Western Blot antibodies

The following primary detection antibodies with respective concentrations: rabbit anti-mouse Stat1 (polyclonal) antibody, Cell Signaling Technology cat#9172, 1:1000; rabbit anti-mouse phospho-Stat1 (Y701) (clone: 58D6) antibody, Cell Signaling Technology cat#9167, 1:1000 rabbit anti-mouse Stat3 (clone: 79D7) antibody, Cell Signaling Technology cat#4904, 1:1000; rabbit anti-mouse phospho-Stat3 (Y705) (polyclonal) antibody, Cell Signaling Technology cat#9167, 1:1000; rabbit anti-mouse Stat5 (clone: D206Y) antibody, Cell Signaling Technology cat#94205, 1:1000; rabbit anti-mouse phospho-Stat5 (Y694) (clone: C11C5) antibody, Cell Signaling Technology cat#9359, 1:1000; rabbit anti-mouse β-actin (clone: 13E5) antibody, Cell Signaling Technology cat#4967, 1:2000; mouse anti-mouse GAPDH (Clone: GAPDH-71.1) HRP-linked antibody, 1:35000, Sigma-Aldrich, cat#G9295. After one-hour incubation with a primary antibody, a secondary antibody was used for non-HRP labeled antibodies: goat anti-rabbit IgG HRP-linked antibody, Cell Signaling Technology cat#7074, at dilutions of 1:2000-10000.

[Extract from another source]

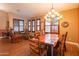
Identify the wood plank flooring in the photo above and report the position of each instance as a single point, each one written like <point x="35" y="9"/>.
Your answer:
<point x="22" y="48"/>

Antibodies for flow cytometry

Flow cytometry was used to determine protein levels on living cells. The following extra-cellular antibodies were used: CD3-APC (clone: 17A2), CD8-FITC (clone: 53-6.7), Rat IgG1, κ-PE isotype control (clone: eBRG1), from eBioscience; CD8a-APC (clone: 53-6.7), PD-1 (CD279)-PE_Cy7 (clone: 29F.1a12), PD-L1 (CD274)-APC (clone: 10F.9G2), CD4-Alexafluor647 (clone: GK1.5), Rat IgG2a, κ-FITC (clone: RTK2758), Rat IgG2b-Alexafluor 647(clone: RTK4530), Rat IgG2b, κ-APC (clone: RTK4530), κ-FITC (clone:RTK2758), from Biolegend. For intracellular protein staining we used anti-IFN-γ-Alexafluor 647 (clone: XMG1.2), anti-IFN-γ-PE (clone: XMG1.2) from eBioscience. Cell viability was monitored with either propidium iodide, from Sigma-Aldrich, Fixable Viability Dye -eFluor780, from eBioscience, or Aquablue Live/Dead Stain from ThermoFisher Scientific; depending on the experiment requirements. Data were acquired on a Fortessa (BD Biosciences) or a CyAn ADP (Beckman Coulter) and analyzed using FlowJo v10.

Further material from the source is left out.